As always, parenting has given me another new insight on this issue. I’m not saying I know why there is suffering in this world, and I don’t claim to be able to explain God’s ways by any means. But even if it is just for myself, I feel that a recent parenting experience has helped me see the light on this issue a bit.
Yesterday I was with my son at a park near our home. There are four swings at this park. A red infant swing with a full back and front support, a yellow toddler swing with a back, but just a buckle in front, and two blue “normal” swings. Being a nearly two-year old, my son is very confident in both the red and yellow swings. He enjoys swinging for a few minutes in each, and going back and forth. He does not quite say “red” yet, but I enjoy hearing “yeyow one” every time he says it. He has never shown any interest in the blue swings until yesterday.
Being one, my son is obviously too young for a normal swing. But he also loves trying new things, and was really insisting that he wanted to sit on it. I knew there was a possibility that he would get hurt. But I let him try. I sat him on that blue swing, and I positioned his little hands on the chains thinking that would be enough. “High,” he said, and “Up” when he determined that I was not understanding him. He was not content to just sit there. So I pushed him a tiny bit, and held on the whole time.
He got off, tried the red and yellow swings again, and then was back for more. I had the same reservations as the first time, but it had gone ok so I decided to let him on the swing again. When he asked for a third try on the blue swing later in the morning, I new the possibility of him falling off was still there, but I thought it was worth it to let him try. He was happy. He was proud. He had been safe the first two times. (Keep in mind I wasn’t giving the kid underdogs or anything). But by this third time, I wasn’t holding on the whole time. I gave the swing a tiny push so that it arched a foot or two, and stepped back to watch him go.
He swung happily for a bit, then let go to sign “all done.” And I was not holding on. Even the tiny bit of momentum on the swing pushed him forward.

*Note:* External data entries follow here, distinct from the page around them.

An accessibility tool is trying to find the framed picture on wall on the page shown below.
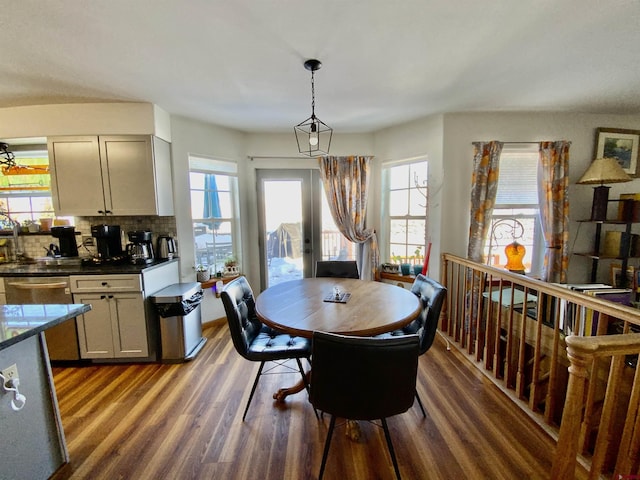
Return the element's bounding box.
[594,128,640,177]
[611,263,635,288]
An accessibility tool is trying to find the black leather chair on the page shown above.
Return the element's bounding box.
[309,332,420,479]
[316,260,360,278]
[220,277,311,421]
[378,274,447,417]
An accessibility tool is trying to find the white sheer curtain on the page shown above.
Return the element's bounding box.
[320,156,380,280]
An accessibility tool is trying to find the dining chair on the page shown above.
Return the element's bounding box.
[316,260,360,278]
[378,273,447,417]
[220,276,311,421]
[309,331,420,479]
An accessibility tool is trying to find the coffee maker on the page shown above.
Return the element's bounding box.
[127,230,154,264]
[91,225,123,263]
[51,225,78,257]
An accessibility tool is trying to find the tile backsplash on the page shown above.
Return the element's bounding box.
[16,216,176,258]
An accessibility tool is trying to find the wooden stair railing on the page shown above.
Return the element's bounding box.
[439,253,640,480]
[551,333,640,480]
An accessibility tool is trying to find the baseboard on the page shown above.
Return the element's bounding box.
[202,317,227,329]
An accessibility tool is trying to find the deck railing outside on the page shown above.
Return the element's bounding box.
[440,254,640,479]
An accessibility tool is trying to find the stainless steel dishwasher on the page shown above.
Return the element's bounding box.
[4,277,80,360]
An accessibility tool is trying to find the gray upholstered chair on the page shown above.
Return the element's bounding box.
[220,277,311,421]
[309,332,419,479]
[316,260,360,278]
[378,274,447,417]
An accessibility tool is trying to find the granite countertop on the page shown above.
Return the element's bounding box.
[0,258,178,277]
[0,304,91,350]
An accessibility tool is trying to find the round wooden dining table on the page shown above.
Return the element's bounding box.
[256,277,421,402]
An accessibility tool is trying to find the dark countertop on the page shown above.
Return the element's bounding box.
[0,304,91,350]
[0,258,178,277]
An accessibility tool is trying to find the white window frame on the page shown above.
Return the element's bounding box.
[485,143,544,276]
[0,144,55,224]
[189,155,242,274]
[380,155,429,263]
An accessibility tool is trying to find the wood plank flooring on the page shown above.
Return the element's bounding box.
[52,322,576,480]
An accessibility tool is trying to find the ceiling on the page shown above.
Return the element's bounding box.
[0,0,640,133]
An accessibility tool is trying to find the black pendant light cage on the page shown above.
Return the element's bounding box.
[293,59,333,157]
[0,142,16,167]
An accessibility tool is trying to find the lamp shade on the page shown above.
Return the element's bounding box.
[577,158,633,185]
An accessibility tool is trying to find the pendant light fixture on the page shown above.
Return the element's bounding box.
[293,59,333,157]
[0,142,16,167]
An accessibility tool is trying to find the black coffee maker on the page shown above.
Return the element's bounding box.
[91,225,122,262]
[127,230,154,264]
[51,225,78,257]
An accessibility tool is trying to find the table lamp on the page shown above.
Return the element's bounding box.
[576,158,633,220]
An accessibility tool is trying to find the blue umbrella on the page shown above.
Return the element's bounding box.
[203,173,222,230]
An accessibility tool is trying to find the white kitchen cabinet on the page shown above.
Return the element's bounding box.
[69,261,179,361]
[47,135,174,216]
[69,274,149,359]
[73,292,149,359]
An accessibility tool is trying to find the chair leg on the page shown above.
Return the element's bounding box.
[242,361,264,422]
[296,358,309,393]
[416,390,427,417]
[380,418,401,480]
[296,358,319,420]
[318,415,336,480]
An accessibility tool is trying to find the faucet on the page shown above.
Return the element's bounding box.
[0,211,24,262]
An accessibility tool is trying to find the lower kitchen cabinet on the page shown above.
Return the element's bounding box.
[73,292,149,359]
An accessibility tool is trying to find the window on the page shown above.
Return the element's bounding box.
[189,156,240,273]
[485,144,543,274]
[383,160,427,263]
[0,145,55,229]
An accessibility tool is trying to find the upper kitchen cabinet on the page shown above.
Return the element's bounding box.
[47,135,174,216]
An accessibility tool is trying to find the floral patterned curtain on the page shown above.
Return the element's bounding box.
[538,140,571,283]
[320,156,380,280]
[467,141,503,263]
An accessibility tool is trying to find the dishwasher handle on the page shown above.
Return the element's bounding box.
[7,282,67,290]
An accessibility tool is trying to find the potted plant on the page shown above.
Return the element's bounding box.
[412,245,422,276]
[196,264,211,283]
[224,256,240,275]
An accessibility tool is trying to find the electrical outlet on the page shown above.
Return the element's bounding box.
[1,363,18,382]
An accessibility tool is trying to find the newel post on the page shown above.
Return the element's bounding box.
[551,336,593,480]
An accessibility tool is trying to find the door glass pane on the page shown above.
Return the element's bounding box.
[263,179,303,286]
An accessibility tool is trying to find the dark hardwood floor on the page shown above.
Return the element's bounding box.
[53,322,576,480]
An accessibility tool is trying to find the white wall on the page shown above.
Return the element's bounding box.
[440,113,640,282]
[375,112,640,282]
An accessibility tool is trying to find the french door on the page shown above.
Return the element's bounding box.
[256,169,323,290]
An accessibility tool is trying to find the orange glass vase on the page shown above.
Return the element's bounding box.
[504,242,527,273]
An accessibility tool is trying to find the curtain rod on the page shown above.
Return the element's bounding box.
[247,155,315,160]
[471,140,540,145]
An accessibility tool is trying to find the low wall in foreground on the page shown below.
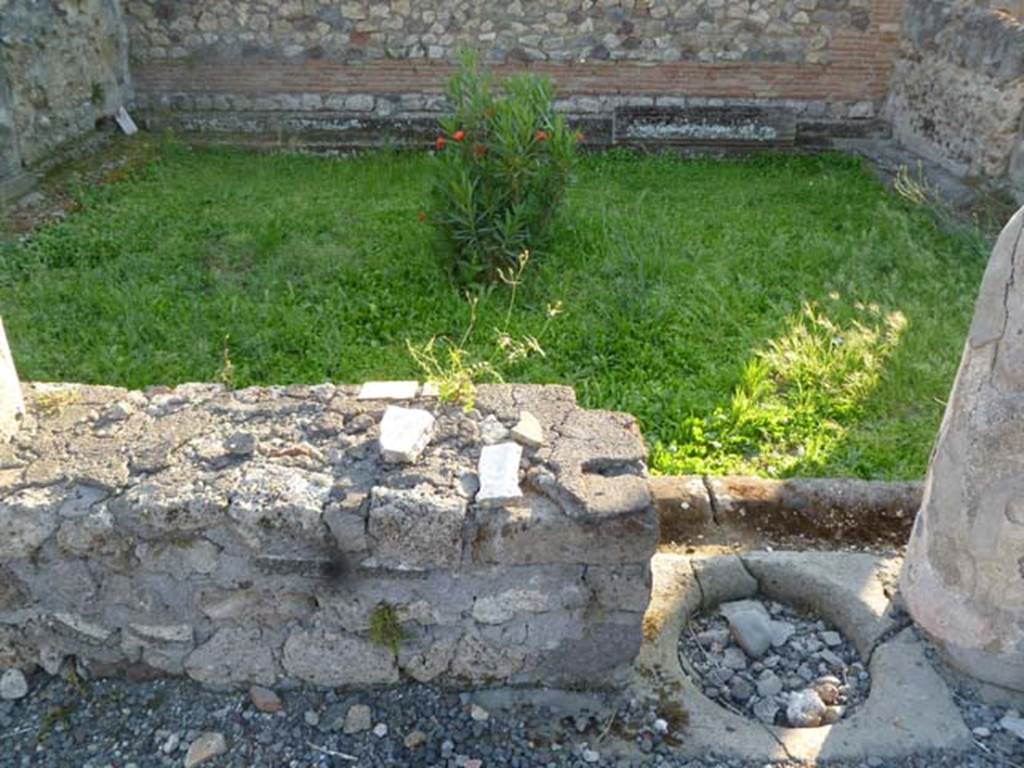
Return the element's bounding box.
[0,384,657,687]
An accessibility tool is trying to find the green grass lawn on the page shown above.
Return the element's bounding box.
[0,143,986,478]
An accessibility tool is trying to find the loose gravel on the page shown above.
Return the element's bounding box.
[679,600,871,727]
[0,651,1024,768]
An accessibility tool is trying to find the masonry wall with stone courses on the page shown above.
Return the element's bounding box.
[885,0,1024,197]
[0,384,657,687]
[0,0,130,199]
[125,0,901,145]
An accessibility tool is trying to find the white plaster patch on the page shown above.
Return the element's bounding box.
[380,406,434,464]
[476,442,522,505]
[0,318,25,440]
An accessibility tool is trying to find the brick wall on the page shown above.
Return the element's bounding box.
[125,0,901,143]
[0,0,130,200]
[886,0,1024,198]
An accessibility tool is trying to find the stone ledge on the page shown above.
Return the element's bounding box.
[0,383,657,687]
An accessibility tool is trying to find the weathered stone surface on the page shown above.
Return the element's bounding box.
[693,555,758,610]
[0,670,29,701]
[902,210,1024,690]
[471,496,657,565]
[342,705,374,736]
[184,628,276,687]
[282,629,398,687]
[721,600,772,658]
[227,464,332,541]
[380,406,434,464]
[0,317,25,442]
[357,381,420,400]
[785,688,827,728]
[512,411,544,447]
[0,488,57,558]
[368,485,466,569]
[885,0,1024,189]
[126,0,888,70]
[0,384,657,688]
[249,685,285,714]
[184,731,227,768]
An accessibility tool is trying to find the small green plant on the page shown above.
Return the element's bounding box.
[431,52,579,285]
[370,602,406,655]
[216,336,234,389]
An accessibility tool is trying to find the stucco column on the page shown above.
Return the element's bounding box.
[0,317,25,442]
[902,204,1024,691]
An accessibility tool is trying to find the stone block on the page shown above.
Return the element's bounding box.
[512,411,544,449]
[227,464,334,541]
[368,484,466,570]
[356,381,420,400]
[476,442,522,506]
[184,627,278,688]
[523,613,643,687]
[471,495,657,565]
[380,406,434,464]
[0,487,59,558]
[282,629,398,687]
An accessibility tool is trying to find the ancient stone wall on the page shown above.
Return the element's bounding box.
[885,0,1024,195]
[0,383,657,686]
[902,209,1024,691]
[126,0,899,145]
[0,0,130,199]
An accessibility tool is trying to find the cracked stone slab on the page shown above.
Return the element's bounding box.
[380,406,435,464]
[636,552,972,763]
[740,552,901,658]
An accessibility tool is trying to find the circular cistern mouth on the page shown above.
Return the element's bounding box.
[678,594,871,728]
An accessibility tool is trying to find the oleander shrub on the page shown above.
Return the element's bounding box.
[431,53,581,285]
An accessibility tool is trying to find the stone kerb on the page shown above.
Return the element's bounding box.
[0,383,657,687]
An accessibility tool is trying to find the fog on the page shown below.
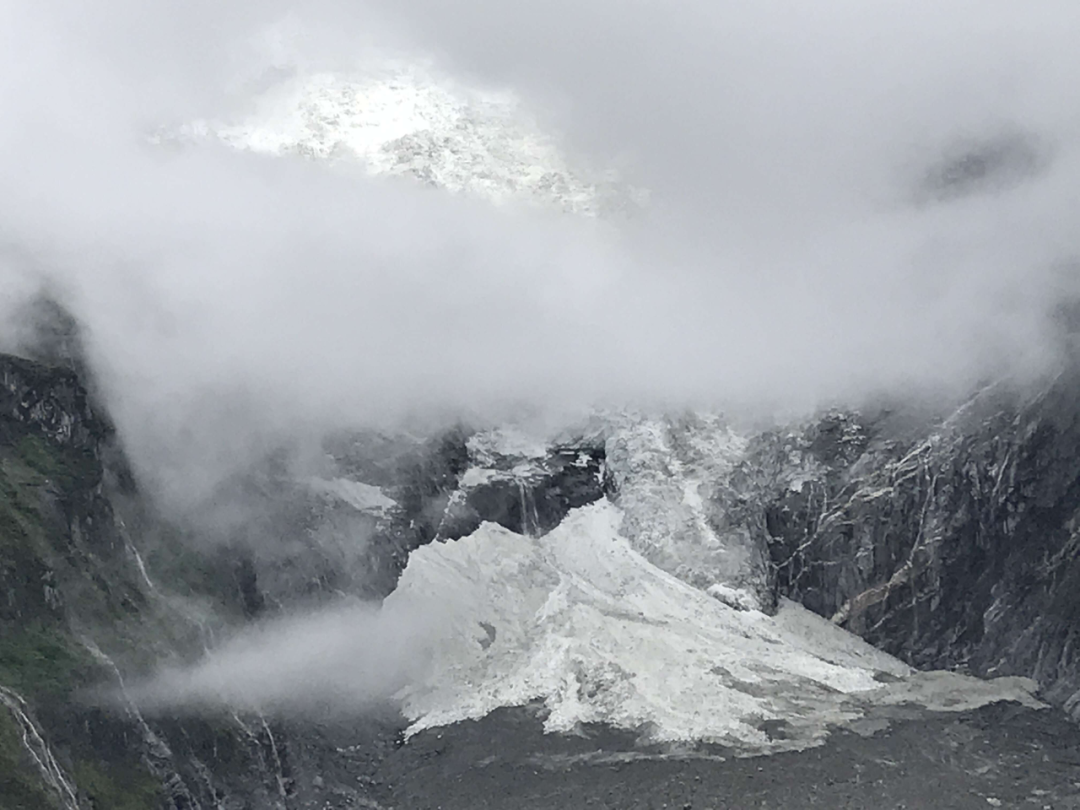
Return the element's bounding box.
[6,0,1080,712]
[121,604,438,717]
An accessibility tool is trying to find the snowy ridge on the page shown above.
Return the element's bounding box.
[180,59,645,216]
[308,478,397,515]
[606,415,767,609]
[384,501,1037,752]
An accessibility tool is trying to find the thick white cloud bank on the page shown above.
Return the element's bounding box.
[0,0,1080,520]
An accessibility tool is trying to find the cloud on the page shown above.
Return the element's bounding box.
[121,604,438,716]
[0,0,1080,507]
[0,0,1080,711]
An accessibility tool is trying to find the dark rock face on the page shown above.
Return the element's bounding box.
[436,443,607,540]
[755,368,1080,713]
[10,336,1080,810]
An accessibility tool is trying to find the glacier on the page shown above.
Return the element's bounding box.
[178,60,1043,754]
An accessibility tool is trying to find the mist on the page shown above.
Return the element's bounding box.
[121,603,438,717]
[6,0,1080,703]
[0,0,1080,501]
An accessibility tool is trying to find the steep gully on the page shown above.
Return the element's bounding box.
[0,341,1080,808]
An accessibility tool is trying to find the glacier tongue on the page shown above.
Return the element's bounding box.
[383,501,1037,753]
[606,414,771,610]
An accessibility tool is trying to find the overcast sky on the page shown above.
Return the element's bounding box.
[0,0,1080,502]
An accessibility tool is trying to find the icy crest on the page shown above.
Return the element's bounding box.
[384,501,1037,752]
[183,59,645,216]
[606,414,768,609]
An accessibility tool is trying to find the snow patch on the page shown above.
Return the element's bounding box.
[308,478,397,513]
[179,58,645,216]
[384,501,1032,752]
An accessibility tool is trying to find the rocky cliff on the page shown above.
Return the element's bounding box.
[6,345,1080,808]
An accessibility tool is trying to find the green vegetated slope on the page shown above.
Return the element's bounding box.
[0,357,161,810]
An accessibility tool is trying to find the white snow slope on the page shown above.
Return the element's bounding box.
[196,63,1041,753]
[393,501,1041,753]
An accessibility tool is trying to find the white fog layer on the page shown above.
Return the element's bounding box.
[395,503,1040,751]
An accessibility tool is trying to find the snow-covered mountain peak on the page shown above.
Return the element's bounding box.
[393,501,1039,753]
[181,59,645,216]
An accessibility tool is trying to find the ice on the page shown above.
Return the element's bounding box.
[384,501,1037,752]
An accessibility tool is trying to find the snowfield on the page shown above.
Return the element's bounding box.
[383,501,1041,753]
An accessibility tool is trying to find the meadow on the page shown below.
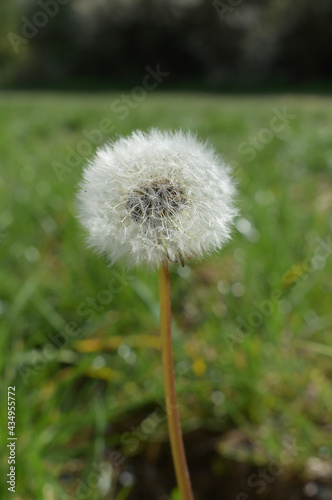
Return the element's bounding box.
[0,91,332,500]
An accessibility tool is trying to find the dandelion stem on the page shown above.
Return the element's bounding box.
[159,263,194,500]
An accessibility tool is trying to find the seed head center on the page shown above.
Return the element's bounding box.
[126,179,186,224]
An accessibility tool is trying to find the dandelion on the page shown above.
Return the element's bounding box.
[78,129,236,500]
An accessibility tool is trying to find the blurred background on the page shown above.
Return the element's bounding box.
[0,0,332,500]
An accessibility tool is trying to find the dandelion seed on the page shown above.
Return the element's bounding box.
[78,129,236,500]
[78,129,236,267]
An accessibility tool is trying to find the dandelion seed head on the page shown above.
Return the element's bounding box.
[78,129,236,267]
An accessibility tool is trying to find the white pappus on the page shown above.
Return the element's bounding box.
[78,129,237,267]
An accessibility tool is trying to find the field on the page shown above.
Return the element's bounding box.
[0,91,332,500]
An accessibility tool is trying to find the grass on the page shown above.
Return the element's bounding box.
[0,92,332,500]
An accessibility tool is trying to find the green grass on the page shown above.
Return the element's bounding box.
[0,92,332,500]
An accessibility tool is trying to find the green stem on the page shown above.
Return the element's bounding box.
[159,263,194,500]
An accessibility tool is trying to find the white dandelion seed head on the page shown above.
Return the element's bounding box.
[78,129,236,267]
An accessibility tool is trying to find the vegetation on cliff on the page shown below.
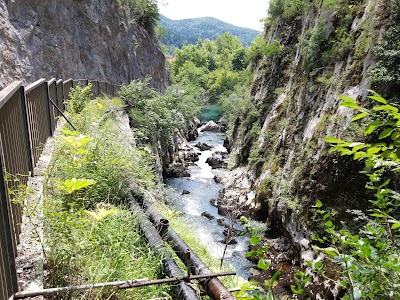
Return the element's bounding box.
[29,85,169,299]
[158,16,259,52]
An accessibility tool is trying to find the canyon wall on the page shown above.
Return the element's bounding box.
[0,0,170,90]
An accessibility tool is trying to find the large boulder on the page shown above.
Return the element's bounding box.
[195,142,212,151]
[199,121,224,132]
[166,163,190,178]
[206,153,227,169]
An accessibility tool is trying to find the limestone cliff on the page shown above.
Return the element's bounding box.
[0,0,169,90]
[221,0,390,246]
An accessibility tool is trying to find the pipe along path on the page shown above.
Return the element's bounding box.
[128,181,236,300]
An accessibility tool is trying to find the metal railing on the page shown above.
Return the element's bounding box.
[0,79,119,299]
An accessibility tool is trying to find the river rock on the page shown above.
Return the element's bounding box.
[201,211,215,220]
[195,142,212,151]
[178,151,199,162]
[199,121,224,132]
[219,238,237,245]
[187,118,201,141]
[217,218,226,226]
[206,153,227,169]
[214,175,222,183]
[166,163,190,178]
[210,198,217,207]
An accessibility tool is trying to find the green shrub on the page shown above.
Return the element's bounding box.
[122,0,160,34]
[43,92,169,299]
[65,83,93,114]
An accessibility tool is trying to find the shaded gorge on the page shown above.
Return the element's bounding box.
[165,131,252,279]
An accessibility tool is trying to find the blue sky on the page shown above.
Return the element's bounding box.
[158,0,268,31]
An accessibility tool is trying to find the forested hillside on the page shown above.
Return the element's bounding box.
[165,0,400,299]
[159,15,260,48]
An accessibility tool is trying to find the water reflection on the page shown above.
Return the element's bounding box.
[166,132,251,279]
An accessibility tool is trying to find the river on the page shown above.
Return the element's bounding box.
[166,132,252,279]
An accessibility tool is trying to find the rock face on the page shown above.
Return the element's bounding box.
[223,1,383,251]
[195,142,212,151]
[0,0,170,90]
[199,121,224,132]
[206,153,227,169]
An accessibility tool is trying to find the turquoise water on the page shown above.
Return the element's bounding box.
[199,105,221,122]
[166,132,252,279]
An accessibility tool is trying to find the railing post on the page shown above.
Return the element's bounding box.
[44,82,53,136]
[0,138,18,299]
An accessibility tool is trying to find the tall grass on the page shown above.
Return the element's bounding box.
[43,87,169,299]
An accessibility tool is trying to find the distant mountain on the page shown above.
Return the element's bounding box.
[158,15,260,48]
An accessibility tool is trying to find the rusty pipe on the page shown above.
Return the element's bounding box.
[141,199,235,300]
[130,199,199,300]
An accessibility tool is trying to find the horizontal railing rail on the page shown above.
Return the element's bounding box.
[0,78,120,299]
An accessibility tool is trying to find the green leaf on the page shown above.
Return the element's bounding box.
[354,152,367,160]
[257,258,271,270]
[321,247,339,256]
[340,102,361,109]
[372,104,399,113]
[379,128,394,139]
[392,221,400,229]
[367,147,381,156]
[353,287,362,300]
[370,213,384,218]
[368,94,387,104]
[325,136,345,144]
[351,112,368,122]
[314,200,323,208]
[338,95,356,103]
[57,178,96,194]
[270,270,281,282]
[249,235,261,246]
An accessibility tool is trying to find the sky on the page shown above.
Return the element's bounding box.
[158,0,268,31]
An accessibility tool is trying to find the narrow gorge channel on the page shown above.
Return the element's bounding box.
[165,127,252,279]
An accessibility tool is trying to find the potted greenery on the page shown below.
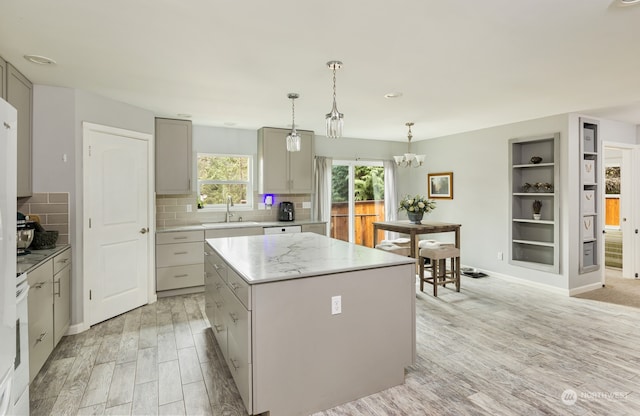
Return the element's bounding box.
[533,199,542,220]
[398,195,436,224]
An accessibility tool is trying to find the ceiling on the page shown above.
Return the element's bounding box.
[0,0,640,141]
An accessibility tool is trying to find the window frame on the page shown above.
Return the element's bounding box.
[196,152,254,212]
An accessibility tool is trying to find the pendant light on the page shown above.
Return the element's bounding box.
[287,92,300,152]
[326,61,344,139]
[393,122,426,168]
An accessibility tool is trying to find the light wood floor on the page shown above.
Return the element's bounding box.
[31,277,640,416]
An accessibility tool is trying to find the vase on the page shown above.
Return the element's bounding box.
[407,211,424,224]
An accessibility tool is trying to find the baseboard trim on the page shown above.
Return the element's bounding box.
[462,266,571,296]
[569,282,602,296]
[65,322,89,335]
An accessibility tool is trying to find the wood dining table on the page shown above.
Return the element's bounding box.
[373,221,461,259]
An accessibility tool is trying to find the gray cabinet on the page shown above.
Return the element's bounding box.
[27,248,71,381]
[156,118,193,195]
[0,57,7,101]
[579,117,604,273]
[6,63,33,197]
[156,231,204,291]
[509,133,560,273]
[53,249,71,345]
[258,127,314,194]
[302,222,327,235]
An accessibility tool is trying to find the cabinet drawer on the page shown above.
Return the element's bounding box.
[27,260,53,288]
[227,268,251,309]
[156,264,204,290]
[156,242,204,267]
[53,249,71,274]
[156,231,204,244]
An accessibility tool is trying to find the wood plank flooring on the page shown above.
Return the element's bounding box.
[30,276,640,416]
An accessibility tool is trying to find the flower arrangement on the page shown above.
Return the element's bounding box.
[398,195,436,214]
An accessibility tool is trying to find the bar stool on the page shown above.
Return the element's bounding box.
[418,246,460,296]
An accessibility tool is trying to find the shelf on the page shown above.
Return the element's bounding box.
[513,240,555,247]
[513,163,553,169]
[513,218,555,225]
[513,192,555,197]
[509,133,560,273]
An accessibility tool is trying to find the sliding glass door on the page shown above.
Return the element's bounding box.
[331,160,384,247]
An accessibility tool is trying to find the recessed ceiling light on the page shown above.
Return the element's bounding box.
[24,55,56,65]
[384,91,402,98]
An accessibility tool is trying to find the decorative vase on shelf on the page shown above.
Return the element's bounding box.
[407,211,424,224]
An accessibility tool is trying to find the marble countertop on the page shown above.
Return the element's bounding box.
[16,244,71,276]
[156,220,324,233]
[206,233,415,284]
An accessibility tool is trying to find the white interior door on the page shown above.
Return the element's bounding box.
[83,123,151,325]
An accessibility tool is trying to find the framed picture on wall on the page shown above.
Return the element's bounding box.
[427,172,453,199]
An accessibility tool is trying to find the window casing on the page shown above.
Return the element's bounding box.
[197,153,253,210]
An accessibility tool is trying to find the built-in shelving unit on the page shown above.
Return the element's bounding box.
[509,133,560,273]
[580,117,603,273]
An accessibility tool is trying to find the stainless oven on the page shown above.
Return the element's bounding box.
[11,274,29,415]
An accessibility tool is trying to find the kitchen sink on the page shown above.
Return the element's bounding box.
[202,221,260,228]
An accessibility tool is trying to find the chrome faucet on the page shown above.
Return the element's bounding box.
[226,195,233,222]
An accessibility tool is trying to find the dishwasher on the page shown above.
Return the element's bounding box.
[264,225,302,235]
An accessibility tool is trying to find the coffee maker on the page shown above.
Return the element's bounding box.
[278,201,296,221]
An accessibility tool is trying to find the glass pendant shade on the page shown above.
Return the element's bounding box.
[326,61,344,139]
[287,129,300,152]
[393,122,426,168]
[287,92,301,152]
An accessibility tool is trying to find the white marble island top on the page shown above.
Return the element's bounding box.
[206,233,415,284]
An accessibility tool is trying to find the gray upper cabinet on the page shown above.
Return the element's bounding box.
[0,57,7,101]
[258,127,314,194]
[6,62,33,197]
[156,118,193,195]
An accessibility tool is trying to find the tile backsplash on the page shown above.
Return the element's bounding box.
[17,192,69,244]
[156,193,311,228]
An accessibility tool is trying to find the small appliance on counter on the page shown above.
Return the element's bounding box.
[278,201,296,221]
[16,212,35,256]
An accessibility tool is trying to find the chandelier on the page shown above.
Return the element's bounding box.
[393,122,426,168]
[326,61,344,139]
[287,92,300,152]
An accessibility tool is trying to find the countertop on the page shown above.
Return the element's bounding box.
[16,244,71,276]
[206,233,415,284]
[156,220,324,233]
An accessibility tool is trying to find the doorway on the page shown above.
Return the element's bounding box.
[83,123,155,326]
[603,143,640,283]
[330,160,384,247]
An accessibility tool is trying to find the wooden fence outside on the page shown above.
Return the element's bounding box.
[330,201,384,247]
[604,197,620,226]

Since he was not holding on, his little body back flipped, and landed head first in the bark chips, his toes folding over the top of his head onto the ground as well.
Cue screaming. I think he was more scared than anything, but I did find a small bloody scab on his scalp later. He cried so hard. Tears and snot down his face, bark chips clinging to his clothes and his hair. He pointed to the swing and kept trying to say “bue one, bue one” through his sobs.
Oh how I wished I could make it stop. Oh how I “felt” his pain and emotional distress. Oh how I wished I could have taken it on myself instead. I think the worst was knowing that I could have stopped it if I had never let him on that swing in the first place. I could have prevented that little bit of suffering. But I didn’t. I decided to let him try it. To have a few happy and proud moments in exchange for the possibility of pain. And now he was in pain and I felt it in the deepest parts of me.
I wondered…is this how God feels when we suffer? Is this what it means when he suffers along side us in our pain?
I’m not trying to compare falling off a swing to war or disease or famine or death. But I think I got a little glimpse of what it’s like for Him. And why He “allows” it.